Well, the world history is replete with the tales of chamchas to the high and mighty. The great era of sycophants was during the King Louis of France, but the best-ever were in England during the long reign of Queen Victoria. And among them was an Indian called Brown Saheb. He got so close to the Empress that the matter was discussed at a Cabinet meeting. Do our chamchas compare with those greats? Yes, our Indian chamchas we find are no less in the art of sycophancy nor in the degree of success. In fact the great Indian chamchas of political leaders have given sycophancy, a new name — Ji huzoori and banda hazir hai.

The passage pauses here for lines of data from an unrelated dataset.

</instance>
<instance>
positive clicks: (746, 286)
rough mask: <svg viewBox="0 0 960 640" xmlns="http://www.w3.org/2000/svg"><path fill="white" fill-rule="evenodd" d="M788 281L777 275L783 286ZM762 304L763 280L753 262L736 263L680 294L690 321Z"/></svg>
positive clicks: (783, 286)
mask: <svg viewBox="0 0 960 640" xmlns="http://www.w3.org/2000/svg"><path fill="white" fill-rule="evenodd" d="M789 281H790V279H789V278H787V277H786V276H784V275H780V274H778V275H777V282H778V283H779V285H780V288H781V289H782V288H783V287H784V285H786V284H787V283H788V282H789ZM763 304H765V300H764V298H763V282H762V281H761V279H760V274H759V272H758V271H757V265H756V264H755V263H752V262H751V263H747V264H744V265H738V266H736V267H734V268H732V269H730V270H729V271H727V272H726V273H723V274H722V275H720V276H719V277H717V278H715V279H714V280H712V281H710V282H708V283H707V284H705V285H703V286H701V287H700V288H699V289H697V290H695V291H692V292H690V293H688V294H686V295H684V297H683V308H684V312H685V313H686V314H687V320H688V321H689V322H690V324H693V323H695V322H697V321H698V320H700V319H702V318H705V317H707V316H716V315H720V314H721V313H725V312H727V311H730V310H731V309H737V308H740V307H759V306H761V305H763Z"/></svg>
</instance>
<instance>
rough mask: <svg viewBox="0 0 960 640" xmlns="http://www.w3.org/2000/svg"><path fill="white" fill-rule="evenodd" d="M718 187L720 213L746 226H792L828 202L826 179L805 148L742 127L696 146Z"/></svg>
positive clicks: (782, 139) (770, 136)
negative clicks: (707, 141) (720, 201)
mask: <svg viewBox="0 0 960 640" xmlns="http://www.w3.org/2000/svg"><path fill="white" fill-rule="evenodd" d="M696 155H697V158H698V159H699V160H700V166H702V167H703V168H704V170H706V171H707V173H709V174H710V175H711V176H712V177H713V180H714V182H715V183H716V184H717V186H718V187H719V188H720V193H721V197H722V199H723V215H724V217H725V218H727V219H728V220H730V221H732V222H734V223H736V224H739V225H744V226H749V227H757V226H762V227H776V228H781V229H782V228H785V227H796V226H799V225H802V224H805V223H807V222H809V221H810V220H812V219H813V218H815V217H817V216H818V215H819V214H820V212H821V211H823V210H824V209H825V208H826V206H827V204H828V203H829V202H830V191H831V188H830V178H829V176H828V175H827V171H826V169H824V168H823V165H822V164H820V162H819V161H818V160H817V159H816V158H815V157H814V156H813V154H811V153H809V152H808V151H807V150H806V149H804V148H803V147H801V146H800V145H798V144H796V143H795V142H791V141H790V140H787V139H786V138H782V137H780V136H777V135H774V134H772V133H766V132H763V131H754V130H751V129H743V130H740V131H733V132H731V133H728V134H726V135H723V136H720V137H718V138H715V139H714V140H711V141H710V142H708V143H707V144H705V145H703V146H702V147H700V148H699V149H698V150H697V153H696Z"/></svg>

Some of our senior leaders like N.D. Tewari, famous for his over-the-top virility, will go down in history as the chief minister who picked up Sanjay Gandhi’s chappals in the full view of huge crowd at Hazrat Mahal Park in Lucknow in 1976.
But the most classic chamchagiri, which could vie for the best ever, was the quip by Dev Kant Barooah, the President of the Congress Party during the Emergency. He will be remembered for his ingenuous: “India is Indira, Indira is India.”
A word of caution: Chamchas create such comfort zone that one gets totally delinked with the reality. Recall what happened to Indira Gandhi. India disowned her, albeit only for less than three years.
Take for instance the grand annual cricket match between Chief Minister XI and the IAS XI. The officers took care not to win and the officers bowling to the chief minister dread the moment that they might bowl him out. And once that dreaded moment did happen. The horror on the face of the officer told the whole story. Anyway, the chief minister was adjudged man of the match and his team won for the fourth consecutive year. This is an instance of cricket chamchagiri and I can tell you it is very effective.
Sometimes, you win by losing in India. Cricket has become a new source for sycophancy in India. At Lords, corporates and even individuals have boxes, which not only have the best view of the match, but one gets best of champagne and wines and most delicious meals and snacks throughout the day.
What’s the point of cleaning Mayawati’s shoes in 2011 when that virile old man of Indian politics, Narain Dutt Tiwari had already carried Sanjay Gandhi’s slippers in 1976?
Giani Zail Singh told us back in 1982 he would gladly sweep the ground Indiraji walked on. Chhattisgarh Congress in-charge Charandas Mahant could hardly top that in 2013 by offering to sweep the party office if Sonia Gandhi asked him to do so.
What was the use of a 44-kilo birthday cake for Rahul Gandhi, if the birthday boy was himself in an undisclosed foreign location?
Sycophancy needed to move beyond these overused symbols — cakes, brooms, slippers and outsized garlands. The Congress wrote the definitive handbook on it – the Layman’s Guide to the Art of
Living Sycophantically when AICC president Devkant Barooah told us: “Indira is India, India is Indira.” But all good things need updating for the new India.
Anything the Congress can do – MNREGA, toppling state governments, Aadhar — the BJP can do better. Union Minister Venakaiah Naidu is kindly taking the lead in showing us how to do sycophancy better. He is lexically prostrating himself before Narendra Modi or as he calls him, MODI-“Modifier of Developing India”. Jai Ho!